Additional exploration between the World
Wars, during the 1957-58 International Geophysical Year,
and since the signing of the Antarctic Treaty in 1961
has contributed greatly to
understanding this vast region, but it is clear
that its historical record of volcanism is both short and very incomplete.
The Antarctic plate,
largely aseismic and immobile,
is broken internally by large rift structures
which have produced one of the
world's largest alkalic volcanic provinces.
The 3,200-kilometer-long West Antarctic rift system
is comparable in size to the better-known East
African rift. Volcanic constructs range from large
basaltic shields
to small
monogenetic vents;
the presence of the
continental icesheet
has resulted in a larger volume of hyaloclastite rocks than
perhaps any other subaerial volcanic region.

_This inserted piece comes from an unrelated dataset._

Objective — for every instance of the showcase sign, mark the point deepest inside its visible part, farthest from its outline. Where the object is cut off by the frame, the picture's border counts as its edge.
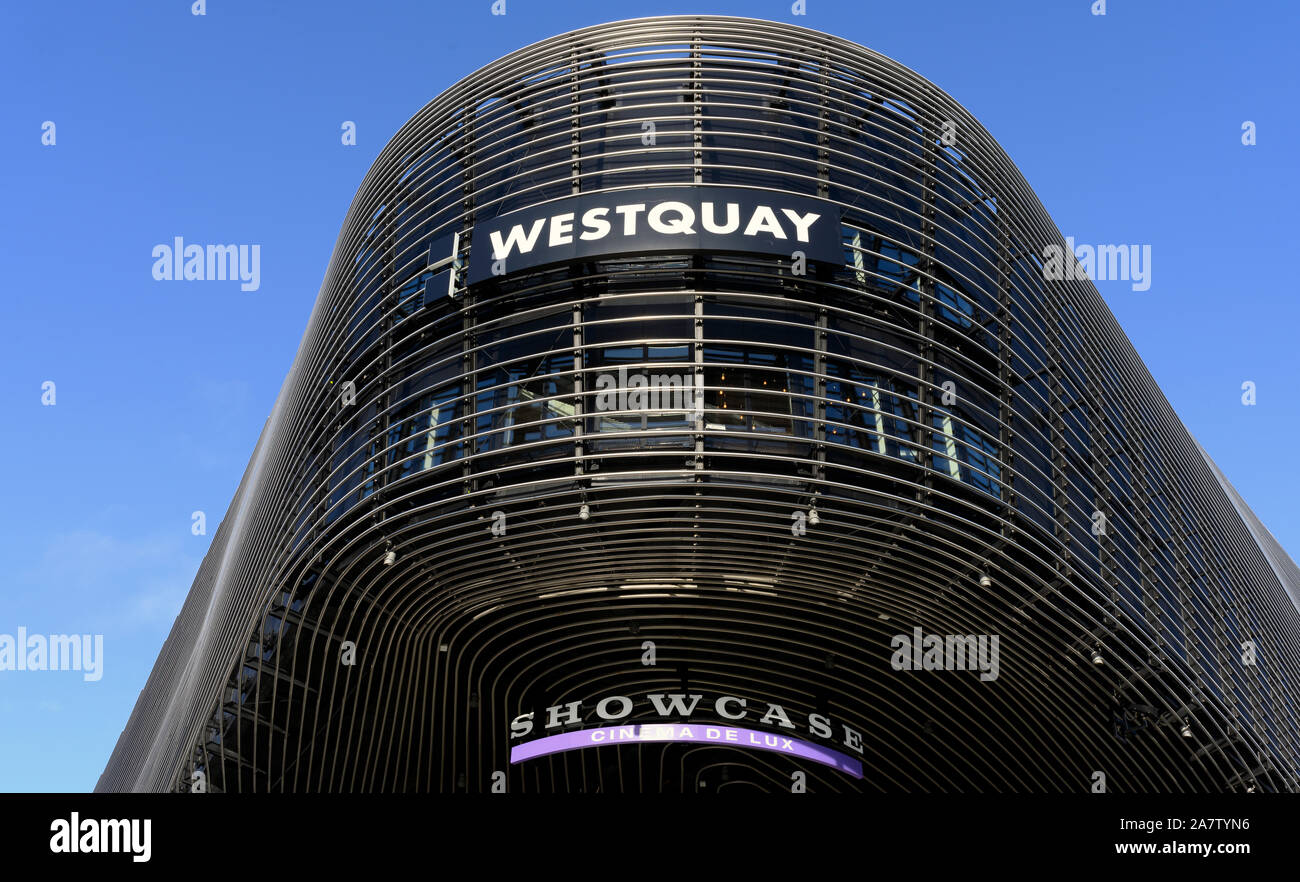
(726, 708)
(654, 221)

The only subduction-related
volcanoes within or adjacent to the Antarctic plate form the
South Sandwich and South Shetland Islands.
Despite its size, Antactica ranks below all other regions
in number of dated eruptions, and only the
Pacific and Atlantic Ocean regions have
fewer historically active volcanoes.
It's historical record is brief, and 75 percent
of its eruptions are from this century.
Precise dating of past eruptions is
difficult -- much of the landscape is glacier-covered,
travel is daunting, and the wood needed for radiocarbon
dating does not grow in this extreme
climate -- and the region has the highest proportion
of volcanoes with uncertain status.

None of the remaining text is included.